Revolutions are not just the violent replacement of the old with the new. They quickly become purification rituals. As Joseph de Maistre noted, “The whole earth, perpetually steeped in blood, is nothing but a vast altar upon which all that is living must be sacrificed without end, without measure, without pause, until the consummation of things, until evil is extinct, until the death of death.” This is what leads the radical to go from revolutionary to executioner.
Make no mistake. The New York Times to did not commission that demand for show trials because they needed to fill space. They have gone through their own form of the Ryutin affair, along with the rest of elite media. The Bari Weiss resignation letter and Andrew Sullivan’s final column are repeats of the Boris Nicolaevsky’s Letter of an Old Bolshevik, in which a loser in the great struggle for the revolution describes the divisions that formed in the revolution.
Take the time to read that New York Times piece. The writer is barely literate. The text reads like something from a hip-hop performer or maybe a slam poet. The words are not intended to convey literal meaning. Instead, the column should be read out loud to the sound of jungle rhythms. It is a call to war by the savages of the revolution, who can only be satisfied by the sight of blood. It’s the woke revolution’s declaration of war against western civilization.

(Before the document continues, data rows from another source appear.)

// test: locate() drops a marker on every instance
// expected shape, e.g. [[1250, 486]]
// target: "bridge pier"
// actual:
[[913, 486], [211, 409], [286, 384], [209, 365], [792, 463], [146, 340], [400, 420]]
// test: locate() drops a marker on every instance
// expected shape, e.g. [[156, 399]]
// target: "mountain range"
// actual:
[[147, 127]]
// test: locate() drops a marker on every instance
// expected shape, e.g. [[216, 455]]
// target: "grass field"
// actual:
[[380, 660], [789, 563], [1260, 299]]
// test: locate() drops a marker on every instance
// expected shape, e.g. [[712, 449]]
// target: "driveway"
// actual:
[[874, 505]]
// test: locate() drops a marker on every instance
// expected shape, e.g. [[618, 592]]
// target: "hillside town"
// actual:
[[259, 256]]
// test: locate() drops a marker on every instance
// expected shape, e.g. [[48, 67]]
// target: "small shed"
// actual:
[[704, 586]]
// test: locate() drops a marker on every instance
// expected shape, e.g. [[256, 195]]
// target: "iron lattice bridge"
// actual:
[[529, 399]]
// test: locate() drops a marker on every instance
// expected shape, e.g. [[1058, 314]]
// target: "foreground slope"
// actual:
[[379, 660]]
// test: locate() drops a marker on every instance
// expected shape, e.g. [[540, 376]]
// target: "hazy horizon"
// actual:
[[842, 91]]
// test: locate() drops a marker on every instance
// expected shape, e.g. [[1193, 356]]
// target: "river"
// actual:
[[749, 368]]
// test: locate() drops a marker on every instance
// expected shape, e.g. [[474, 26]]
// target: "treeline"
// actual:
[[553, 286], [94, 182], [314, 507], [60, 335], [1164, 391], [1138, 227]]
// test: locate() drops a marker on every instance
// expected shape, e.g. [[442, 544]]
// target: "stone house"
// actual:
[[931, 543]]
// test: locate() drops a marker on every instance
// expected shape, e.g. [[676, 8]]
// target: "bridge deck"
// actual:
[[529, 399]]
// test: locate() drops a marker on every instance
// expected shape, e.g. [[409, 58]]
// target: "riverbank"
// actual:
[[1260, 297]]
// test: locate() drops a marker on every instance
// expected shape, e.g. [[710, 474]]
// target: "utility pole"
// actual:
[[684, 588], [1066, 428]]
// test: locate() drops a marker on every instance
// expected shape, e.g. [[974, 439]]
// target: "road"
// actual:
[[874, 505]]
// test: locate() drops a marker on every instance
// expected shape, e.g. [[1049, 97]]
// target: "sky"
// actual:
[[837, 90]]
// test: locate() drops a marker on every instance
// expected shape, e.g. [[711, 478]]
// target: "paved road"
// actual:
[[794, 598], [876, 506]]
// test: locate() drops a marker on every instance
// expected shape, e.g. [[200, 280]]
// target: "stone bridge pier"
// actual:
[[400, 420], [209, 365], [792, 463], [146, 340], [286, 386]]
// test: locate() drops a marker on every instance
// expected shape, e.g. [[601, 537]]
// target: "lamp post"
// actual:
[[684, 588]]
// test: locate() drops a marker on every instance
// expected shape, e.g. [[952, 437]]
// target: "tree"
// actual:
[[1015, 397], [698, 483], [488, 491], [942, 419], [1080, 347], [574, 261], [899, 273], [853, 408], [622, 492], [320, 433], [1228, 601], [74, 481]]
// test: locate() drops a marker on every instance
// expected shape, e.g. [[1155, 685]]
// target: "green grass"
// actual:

This being a feminized age, even the vulgar revolutionaries lack the stomach to follow through on their desires. The woke women of the revolution can bully the soft men off the stage, but they will not be hanging anyone. Instead, this revolution will be satisfied to humiliate and harass. Women are much more vicious than men, so they will not have the decency to execute their enemies. Instead, ritual humiliation will be the end point of the coming show trials.